All that's amusing, but there are points of interest too. The human survivors are clinging on to their old habits, for instance, so this blasted urban wilderness contains a standard Japanese high school with students, teachers and classes. Why do they do it? Two teachers even discuss this very point. Are they trying to keep civilisation alive? Is it just force of habit? Is it the best way of stopping themselves from committing suicide from despair?
Also the art style is unexpected. Horrific post-apocalypse adults-only content is being filtered through a style that makes the characters look like Olive Oyl. I'm thinking particularly of the hero's love interest, Tsumiko Horie, even if the red hair and ribbons also make her look like a windmill. It's a jolly, cartoonish style with some wild character designs, especially when it comes to the demons (aka. Tactical Fiends).
Then we have the protagonist, Kakugo. He's a stoic Kenshiro-like unstoppable martial artist, also similar to Kenshiro in that his ultimate enemy is his older brother. (Who's female, and killed their father.) However Kakugo's different in still being of school age, being more vulnerable and in having symbiotic power armour made from the souls of deceased warriors. There's a long bonding scene at the start of episode two in which Kakugo and his armour, Zero, have a one-sided conversation and get sort of intimate.
I quite liked Kakugo, with his rigid sexual principles and his genuine anguish about his father and she-brother. He's hardly chatty, but he's a perfectly decent hero for these two episodes. Harara's interesting too, with her nihilistic philosophy arguably being what leads her into self-destructive tactics and her eventual defeat. "I'm too bored with life to care if I die." Kakugo, in contrast, cares about people and so doesn't have that dissociation.
It's extreme, obviously, but there's worse out there. Whence, then, sprang those rabid reviews and comments like "the most vile anime ever made"? There were also plenty of commentators with a more balanced approach, in fairness, but even so I'm going to have to go through some of the complaints.
> "so heinous and so irredeemably terrible that anyone involved with this show really ought to be ashamed of themselves for putting their name on it"
Not meaningful criticism.
> "the ugliest, most distorted character designs I've seen in over twenty years"
I like the art. It makes the show more surprising and interesting.
> "the most bizarre, unattractive, and outright sexually offensive "mutants" ever to grace the screen"
Well, yes. And?
> "Post-apocalyptic Tokyo is clearly shown as being largely uninhabitable, and yet this show's characters are still compelled to attend school and go to class in full uniform, as if drawn by some Pavlovian urge to go through the motions of a normal series."

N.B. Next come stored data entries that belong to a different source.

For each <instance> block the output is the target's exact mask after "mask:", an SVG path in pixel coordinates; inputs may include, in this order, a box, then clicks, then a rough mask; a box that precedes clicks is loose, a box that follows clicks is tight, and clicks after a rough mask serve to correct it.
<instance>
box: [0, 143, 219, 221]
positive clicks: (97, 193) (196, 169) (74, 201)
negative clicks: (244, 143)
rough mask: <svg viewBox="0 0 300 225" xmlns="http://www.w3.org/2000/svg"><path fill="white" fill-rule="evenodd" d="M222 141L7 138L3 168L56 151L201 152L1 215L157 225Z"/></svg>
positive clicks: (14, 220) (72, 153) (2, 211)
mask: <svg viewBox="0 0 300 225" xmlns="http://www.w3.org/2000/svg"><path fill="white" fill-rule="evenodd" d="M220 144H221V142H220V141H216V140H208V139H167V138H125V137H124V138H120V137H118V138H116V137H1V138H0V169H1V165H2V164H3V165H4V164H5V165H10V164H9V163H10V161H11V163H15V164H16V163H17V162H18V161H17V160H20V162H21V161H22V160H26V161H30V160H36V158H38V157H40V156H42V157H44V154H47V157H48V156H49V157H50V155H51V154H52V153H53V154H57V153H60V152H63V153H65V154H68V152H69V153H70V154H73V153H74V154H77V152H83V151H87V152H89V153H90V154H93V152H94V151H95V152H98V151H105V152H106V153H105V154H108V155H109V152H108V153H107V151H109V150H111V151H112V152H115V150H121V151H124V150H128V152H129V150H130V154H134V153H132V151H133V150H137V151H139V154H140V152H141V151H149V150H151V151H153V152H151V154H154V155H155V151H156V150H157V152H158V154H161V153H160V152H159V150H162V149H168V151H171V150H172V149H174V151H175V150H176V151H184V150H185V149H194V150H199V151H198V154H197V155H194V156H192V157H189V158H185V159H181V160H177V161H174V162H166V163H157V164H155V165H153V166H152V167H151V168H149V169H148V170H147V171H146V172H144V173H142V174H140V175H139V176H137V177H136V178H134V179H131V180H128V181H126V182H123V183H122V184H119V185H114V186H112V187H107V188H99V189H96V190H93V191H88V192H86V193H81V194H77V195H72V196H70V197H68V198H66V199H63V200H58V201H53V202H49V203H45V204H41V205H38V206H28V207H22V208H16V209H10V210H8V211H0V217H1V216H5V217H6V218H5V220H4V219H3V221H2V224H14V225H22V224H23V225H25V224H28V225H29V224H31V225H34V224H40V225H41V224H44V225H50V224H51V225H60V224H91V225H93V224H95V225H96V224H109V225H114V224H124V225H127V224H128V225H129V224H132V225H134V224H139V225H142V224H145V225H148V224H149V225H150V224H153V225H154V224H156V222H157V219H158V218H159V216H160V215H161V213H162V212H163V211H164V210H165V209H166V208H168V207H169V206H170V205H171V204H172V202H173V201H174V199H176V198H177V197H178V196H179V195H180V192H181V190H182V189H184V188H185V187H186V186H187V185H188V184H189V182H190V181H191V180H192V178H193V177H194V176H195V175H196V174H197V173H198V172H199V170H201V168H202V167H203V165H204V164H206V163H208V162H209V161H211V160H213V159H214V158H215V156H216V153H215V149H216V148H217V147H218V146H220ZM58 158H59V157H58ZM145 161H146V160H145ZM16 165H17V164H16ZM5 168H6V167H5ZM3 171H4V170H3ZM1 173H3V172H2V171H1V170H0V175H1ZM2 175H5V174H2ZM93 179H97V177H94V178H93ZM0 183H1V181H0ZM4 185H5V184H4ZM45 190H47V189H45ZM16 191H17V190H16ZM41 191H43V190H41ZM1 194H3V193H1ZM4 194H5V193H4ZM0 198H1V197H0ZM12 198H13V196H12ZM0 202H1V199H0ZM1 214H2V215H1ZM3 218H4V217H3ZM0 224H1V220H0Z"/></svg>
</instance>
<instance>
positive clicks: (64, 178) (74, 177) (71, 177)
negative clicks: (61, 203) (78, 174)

The characters themselves discuss this.
> "armor forged specifically to save mankind really shouldn't be evil"
Made from the souls of deceased warriors, remember? Hands up anyone who thinks that couldn't possibly go wrong.
> "half the time, Harara is referred to as being Kakugo's brother, something infinitely that would be more believable if she didn't have breasts"
Again, not a mistake. We're shown in flashback the characters being shocked by the transformation. (One struggles to imagine this kind of thing being done by accident, anyway. "Whoops, I just drew this male character with a naked female body! Repeatedly! In frame-by-frame animation!")
My best guess is that some viewers just overloaded. The content crossed the line for them. That's fair enough, but I think it's just flat-out wrong to imply that there's anything wrong with the writing, plotting or characterisation. It's fine. It's not brilliant, but it hangs together quite well and the character designs are clearly inventive. (That's not just the Tactical Fiends, by the way. I liked Bandage Schoolgirl, for instance.) The demons' genitals all being weapons, for instance, is just one of many quirks that you might either find interesting or horrifying, according to taste.
It's okay. I'd watch a third if they made one. It's memorable despite having only two episodes. If nothing else, I give it points for having one of the few flourishing post-apocalypse species be corpse-devouring giant cockroaches.
"It's impolite to splash something on a queen's face!"